Toby hielt Flynn in Trab, damit er die Zeremonie aus so vielen Blickwinkeln filmte wie nur irgend möglich, ohne daß den Zuschauern schwindlig wurde. Er achtete sorgfältig darauf, den Hauptdarstellern gleichermaßen Beachtung zu schenken, um spätere Schadensersatzforderungen zu vermeiden, und er sorgte auch dafür, daß Flynn einen beträchtlichen Sicherheitsabstand zu Kardinal Kassar nicht unterschritt. Zum Glück war die Gewerkschaft bereit gewesen, Flynn per Notfall-Expreß eine neue Kamera für die Zeremonie zu senden. Und wenn eine filmende Kamera, die einem mit dem Disruptor von der Schulter geschossen wurde, keinen Notfall darstellte, dann wußte Toby nicht, was überhaupt einer war. Überraschenderweise hatte Flynn sich damals gar nicht so sehr aufgeregt. »Zur Hölle«, hatte er gesagt, »ich habe schon ›Demokratie jetzt‹Protestkundgebungen gefilmt. Das ist vielleicht eine bösartige Bande, bei Gott. Seither erschreckt mich nichts mehr so leicht.« Toby hatte gegrinst und die Schultern gezuckt, genau wie jetzt auch, und seine Arbeit fortgesetzt. Toby konnte nicht anders, als zu überlegen, wieviel die Imperialen Nachrichten auf den Tisch gelegt hatten, um seine exklusive und live übertragene Berichterstattung zu finanzieren. Es war keine großartige Neuigkeit. Auf der anderen Seite waren genügend prominente Persönlichkeiten anwesend, und zusammen mit der Erinnerung an den letzten, live übertragenen Angriff der Rebellen sollte das völlig ausreichen, um eine verdammt große Zuschauerschar zu mobilisieren. Einschließlich der Herrscherin persönlich. Was bedeutete, daß seine Übertragung eine große Feder an der Mütze der Imperialen Nachrichten werden konnte.

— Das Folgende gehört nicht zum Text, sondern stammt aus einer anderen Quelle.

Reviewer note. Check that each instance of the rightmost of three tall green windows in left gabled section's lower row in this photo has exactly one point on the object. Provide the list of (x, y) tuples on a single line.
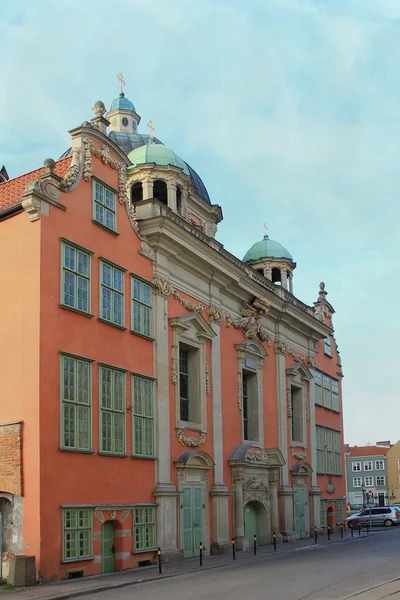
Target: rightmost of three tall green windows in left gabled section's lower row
[(143, 416)]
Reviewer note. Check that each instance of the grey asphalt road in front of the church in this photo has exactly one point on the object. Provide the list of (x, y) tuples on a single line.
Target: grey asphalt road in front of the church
[(330, 572)]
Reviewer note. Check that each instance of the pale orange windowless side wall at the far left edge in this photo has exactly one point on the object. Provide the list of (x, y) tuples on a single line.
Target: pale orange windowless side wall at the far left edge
[(19, 356)]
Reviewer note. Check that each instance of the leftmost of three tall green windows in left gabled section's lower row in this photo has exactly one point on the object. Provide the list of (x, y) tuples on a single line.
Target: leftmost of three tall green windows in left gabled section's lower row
[(76, 403)]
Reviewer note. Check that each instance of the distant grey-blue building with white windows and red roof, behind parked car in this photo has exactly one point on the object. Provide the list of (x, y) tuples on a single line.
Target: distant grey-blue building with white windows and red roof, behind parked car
[(367, 475)]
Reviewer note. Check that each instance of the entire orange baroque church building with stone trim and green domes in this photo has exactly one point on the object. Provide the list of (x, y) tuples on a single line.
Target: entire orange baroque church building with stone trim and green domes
[(173, 394)]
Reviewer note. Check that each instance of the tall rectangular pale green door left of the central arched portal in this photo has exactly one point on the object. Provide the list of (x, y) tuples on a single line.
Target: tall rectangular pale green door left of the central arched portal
[(192, 519)]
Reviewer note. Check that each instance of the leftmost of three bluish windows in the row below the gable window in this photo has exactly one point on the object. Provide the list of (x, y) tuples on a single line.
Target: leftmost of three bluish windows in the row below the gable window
[(75, 278)]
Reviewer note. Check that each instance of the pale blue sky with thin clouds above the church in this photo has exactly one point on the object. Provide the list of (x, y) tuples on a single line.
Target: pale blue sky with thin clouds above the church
[(289, 111)]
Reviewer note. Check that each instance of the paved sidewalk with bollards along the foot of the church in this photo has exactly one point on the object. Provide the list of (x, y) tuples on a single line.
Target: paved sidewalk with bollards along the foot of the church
[(89, 585)]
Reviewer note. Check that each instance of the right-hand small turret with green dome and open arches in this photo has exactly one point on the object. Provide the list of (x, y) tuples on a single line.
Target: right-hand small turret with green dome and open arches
[(273, 260)]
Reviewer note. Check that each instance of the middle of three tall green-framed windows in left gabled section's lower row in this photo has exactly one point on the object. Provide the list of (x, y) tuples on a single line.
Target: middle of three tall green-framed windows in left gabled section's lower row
[(112, 411)]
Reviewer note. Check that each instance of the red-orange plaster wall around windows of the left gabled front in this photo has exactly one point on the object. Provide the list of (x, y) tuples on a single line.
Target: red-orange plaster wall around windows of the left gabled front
[(69, 477)]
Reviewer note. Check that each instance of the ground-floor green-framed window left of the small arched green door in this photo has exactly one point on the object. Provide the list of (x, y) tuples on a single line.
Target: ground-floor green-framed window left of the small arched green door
[(77, 533)]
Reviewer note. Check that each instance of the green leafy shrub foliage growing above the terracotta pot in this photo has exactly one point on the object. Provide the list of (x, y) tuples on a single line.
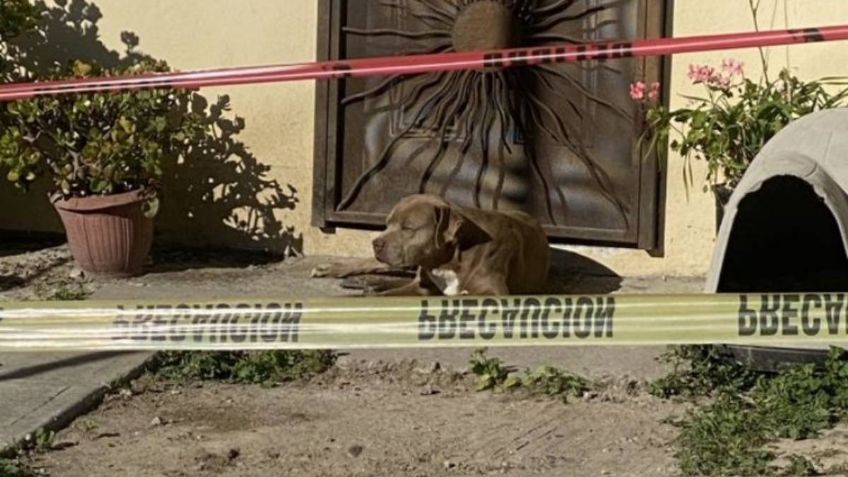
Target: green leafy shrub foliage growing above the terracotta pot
[(99, 143)]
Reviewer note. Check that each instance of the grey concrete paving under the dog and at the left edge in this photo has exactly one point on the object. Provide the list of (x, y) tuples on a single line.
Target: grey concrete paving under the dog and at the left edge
[(50, 390)]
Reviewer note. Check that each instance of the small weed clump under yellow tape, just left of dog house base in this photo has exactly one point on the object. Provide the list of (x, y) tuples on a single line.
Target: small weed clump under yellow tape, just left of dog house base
[(700, 371)]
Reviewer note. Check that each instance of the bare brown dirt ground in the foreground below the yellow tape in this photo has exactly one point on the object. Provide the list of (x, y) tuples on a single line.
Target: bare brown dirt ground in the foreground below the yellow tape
[(368, 419)]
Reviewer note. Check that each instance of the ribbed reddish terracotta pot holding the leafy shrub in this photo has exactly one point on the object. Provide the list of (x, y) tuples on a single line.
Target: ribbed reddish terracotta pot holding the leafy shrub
[(108, 235)]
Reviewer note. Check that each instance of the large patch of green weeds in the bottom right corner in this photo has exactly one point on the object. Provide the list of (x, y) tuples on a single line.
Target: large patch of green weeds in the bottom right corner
[(729, 436)]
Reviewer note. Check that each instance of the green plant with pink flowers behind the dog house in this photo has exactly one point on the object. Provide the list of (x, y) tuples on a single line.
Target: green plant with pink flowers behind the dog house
[(733, 120)]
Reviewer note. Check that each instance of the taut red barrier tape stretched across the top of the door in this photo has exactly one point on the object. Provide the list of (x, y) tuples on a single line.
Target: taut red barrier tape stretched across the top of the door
[(414, 64)]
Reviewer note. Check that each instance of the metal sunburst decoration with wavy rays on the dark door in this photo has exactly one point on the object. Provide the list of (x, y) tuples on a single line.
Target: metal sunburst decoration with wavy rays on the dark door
[(464, 107)]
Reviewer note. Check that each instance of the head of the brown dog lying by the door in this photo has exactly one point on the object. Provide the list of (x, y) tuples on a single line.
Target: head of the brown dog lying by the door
[(426, 231)]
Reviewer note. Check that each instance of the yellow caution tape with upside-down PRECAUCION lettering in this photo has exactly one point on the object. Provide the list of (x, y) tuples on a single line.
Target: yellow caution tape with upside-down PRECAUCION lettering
[(325, 323)]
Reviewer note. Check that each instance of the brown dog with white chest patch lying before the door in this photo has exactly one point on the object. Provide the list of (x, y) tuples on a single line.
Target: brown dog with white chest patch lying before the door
[(462, 251)]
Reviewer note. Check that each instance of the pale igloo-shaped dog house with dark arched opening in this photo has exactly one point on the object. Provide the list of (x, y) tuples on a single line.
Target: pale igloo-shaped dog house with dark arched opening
[(785, 225)]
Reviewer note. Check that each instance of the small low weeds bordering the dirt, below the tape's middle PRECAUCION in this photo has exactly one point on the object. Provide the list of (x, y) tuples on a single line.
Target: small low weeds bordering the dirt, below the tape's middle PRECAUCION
[(545, 381)]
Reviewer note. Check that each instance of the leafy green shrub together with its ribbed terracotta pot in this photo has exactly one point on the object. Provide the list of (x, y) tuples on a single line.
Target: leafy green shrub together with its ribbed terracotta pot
[(103, 153)]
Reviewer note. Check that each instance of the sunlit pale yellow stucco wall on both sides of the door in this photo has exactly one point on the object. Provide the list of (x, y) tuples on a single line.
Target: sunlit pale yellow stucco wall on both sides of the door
[(192, 34)]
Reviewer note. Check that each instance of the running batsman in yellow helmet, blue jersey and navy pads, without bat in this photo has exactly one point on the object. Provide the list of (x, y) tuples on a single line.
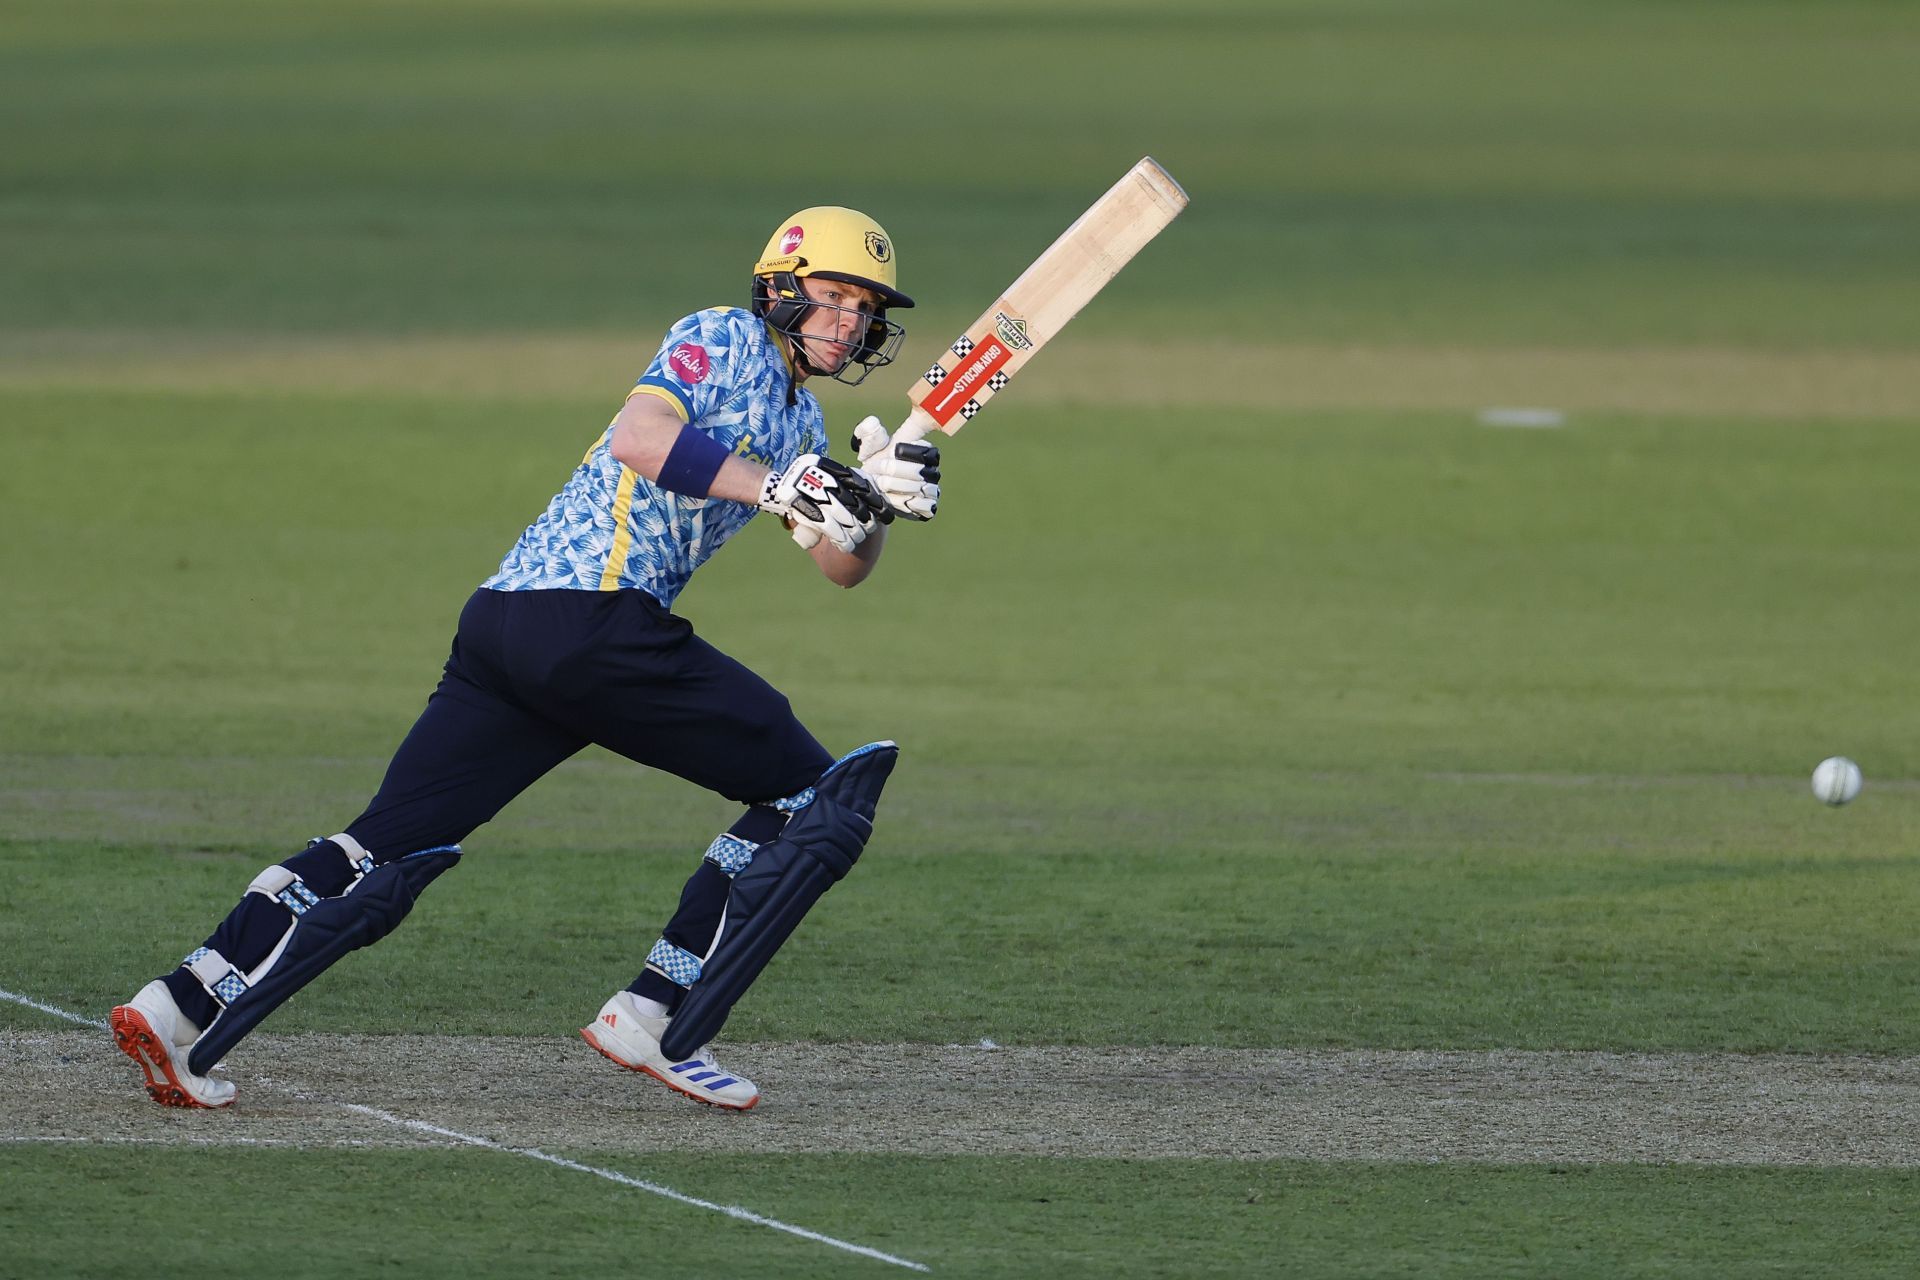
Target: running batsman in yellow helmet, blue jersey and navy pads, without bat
[(575, 642)]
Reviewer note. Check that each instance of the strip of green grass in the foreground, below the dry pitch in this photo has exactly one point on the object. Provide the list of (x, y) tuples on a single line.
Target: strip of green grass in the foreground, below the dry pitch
[(1082, 1220)]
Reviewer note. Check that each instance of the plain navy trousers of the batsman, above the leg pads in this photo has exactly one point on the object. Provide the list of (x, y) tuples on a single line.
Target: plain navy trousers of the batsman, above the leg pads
[(535, 676)]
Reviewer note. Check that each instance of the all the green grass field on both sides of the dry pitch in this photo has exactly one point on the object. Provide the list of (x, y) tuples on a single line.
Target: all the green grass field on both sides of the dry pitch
[(1245, 703)]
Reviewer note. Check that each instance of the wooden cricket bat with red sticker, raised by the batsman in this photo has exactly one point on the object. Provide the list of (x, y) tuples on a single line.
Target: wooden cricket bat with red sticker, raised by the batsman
[(1044, 300)]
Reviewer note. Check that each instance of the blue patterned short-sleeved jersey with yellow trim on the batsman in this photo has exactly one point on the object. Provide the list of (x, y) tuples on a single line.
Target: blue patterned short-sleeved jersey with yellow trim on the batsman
[(613, 529)]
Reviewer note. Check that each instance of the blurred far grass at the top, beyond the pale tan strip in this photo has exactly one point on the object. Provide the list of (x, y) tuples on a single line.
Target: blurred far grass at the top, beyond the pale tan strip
[(1374, 172)]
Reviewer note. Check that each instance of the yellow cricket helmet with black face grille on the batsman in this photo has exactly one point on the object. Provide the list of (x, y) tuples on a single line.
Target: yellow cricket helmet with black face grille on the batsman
[(832, 245)]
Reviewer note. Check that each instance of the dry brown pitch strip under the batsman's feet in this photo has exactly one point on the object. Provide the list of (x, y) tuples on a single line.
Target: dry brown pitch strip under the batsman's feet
[(946, 1101)]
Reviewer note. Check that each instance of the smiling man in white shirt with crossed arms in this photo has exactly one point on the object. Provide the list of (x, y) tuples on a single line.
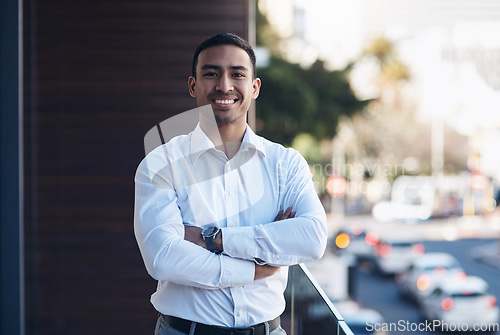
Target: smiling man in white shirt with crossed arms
[(221, 213)]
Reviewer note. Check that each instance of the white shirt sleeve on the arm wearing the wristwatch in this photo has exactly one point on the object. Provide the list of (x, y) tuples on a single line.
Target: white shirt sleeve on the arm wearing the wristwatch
[(290, 241)]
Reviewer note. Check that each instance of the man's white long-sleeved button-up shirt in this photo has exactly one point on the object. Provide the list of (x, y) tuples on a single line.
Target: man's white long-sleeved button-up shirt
[(189, 182)]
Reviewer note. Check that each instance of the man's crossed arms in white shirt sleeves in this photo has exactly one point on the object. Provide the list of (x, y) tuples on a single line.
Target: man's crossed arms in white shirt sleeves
[(175, 252)]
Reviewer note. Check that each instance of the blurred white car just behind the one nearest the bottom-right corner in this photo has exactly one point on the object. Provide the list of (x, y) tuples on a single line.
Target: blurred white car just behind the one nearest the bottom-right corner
[(425, 273)]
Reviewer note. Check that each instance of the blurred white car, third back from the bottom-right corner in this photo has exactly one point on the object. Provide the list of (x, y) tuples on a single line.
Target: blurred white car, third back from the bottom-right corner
[(394, 255)]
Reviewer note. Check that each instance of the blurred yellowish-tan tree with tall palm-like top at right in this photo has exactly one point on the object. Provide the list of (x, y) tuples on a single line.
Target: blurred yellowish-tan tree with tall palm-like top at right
[(388, 131)]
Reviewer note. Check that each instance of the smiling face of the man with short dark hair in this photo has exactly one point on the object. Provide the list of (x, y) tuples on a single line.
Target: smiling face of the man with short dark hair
[(224, 79)]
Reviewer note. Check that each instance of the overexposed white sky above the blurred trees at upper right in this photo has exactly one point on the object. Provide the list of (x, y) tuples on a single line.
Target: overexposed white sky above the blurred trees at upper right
[(421, 32)]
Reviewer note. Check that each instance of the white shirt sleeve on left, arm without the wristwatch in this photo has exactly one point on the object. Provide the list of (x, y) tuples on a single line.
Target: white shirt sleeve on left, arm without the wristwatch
[(159, 231)]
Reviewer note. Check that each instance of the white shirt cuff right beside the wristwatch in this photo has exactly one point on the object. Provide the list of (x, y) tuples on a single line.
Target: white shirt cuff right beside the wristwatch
[(239, 242)]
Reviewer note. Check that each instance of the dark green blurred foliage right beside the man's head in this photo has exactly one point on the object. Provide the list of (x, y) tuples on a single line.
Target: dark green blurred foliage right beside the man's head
[(294, 99)]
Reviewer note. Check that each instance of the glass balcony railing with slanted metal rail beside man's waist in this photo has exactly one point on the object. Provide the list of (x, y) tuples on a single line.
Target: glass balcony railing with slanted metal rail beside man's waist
[(309, 311)]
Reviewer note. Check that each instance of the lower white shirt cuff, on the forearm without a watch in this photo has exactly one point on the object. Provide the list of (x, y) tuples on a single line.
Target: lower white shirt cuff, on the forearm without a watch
[(236, 272)]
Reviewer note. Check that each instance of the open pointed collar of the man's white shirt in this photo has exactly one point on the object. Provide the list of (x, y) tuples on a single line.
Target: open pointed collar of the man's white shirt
[(200, 143)]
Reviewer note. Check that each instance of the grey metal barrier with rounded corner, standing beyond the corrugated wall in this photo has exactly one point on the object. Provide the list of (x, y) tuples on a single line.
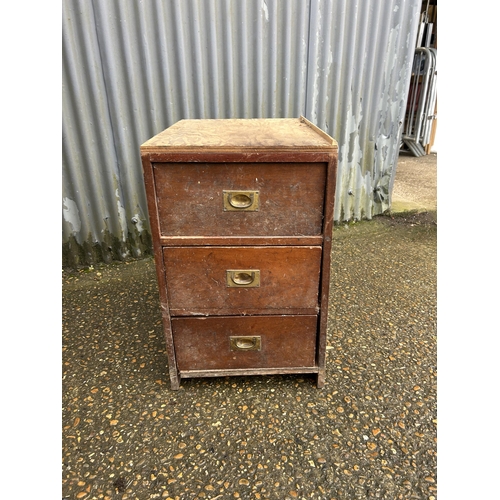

Wenn Toby es nicht vermasselte. Und er war fest entschlossen, es nicht zu vermasseln… teilweise auch deshalb, weil man ihm leise, aber bestimmt gesagt hatte, daß er andernfalls besser erst gar nicht nach Hause kommen sollte. Außer in mehreren Teilen vielleicht.
Also arbeitete Toby sich den Hintern wund, führte schnelle Interviews durch, wo sich eine Gelegenheit bot, kombiniert mit interessanten Aufnahmen von der wartenden Menge und den Gefangenen vor dem Fabrikkomplex, um die langen, gesalbten Reden von allen und jedem, der irgend etwas darstellte oder das zumindest von sich annahm, ein wenig zu beleben. Er war ein wenig außer sich, weil es ihm nicht gelungen war, ein Interview mit dem legendären Halben Mann zu bekommen, aber Investigator Klipp hatte sich alle Mühe gegeben, Toby in mehr als respektvoller Distanz zu halten.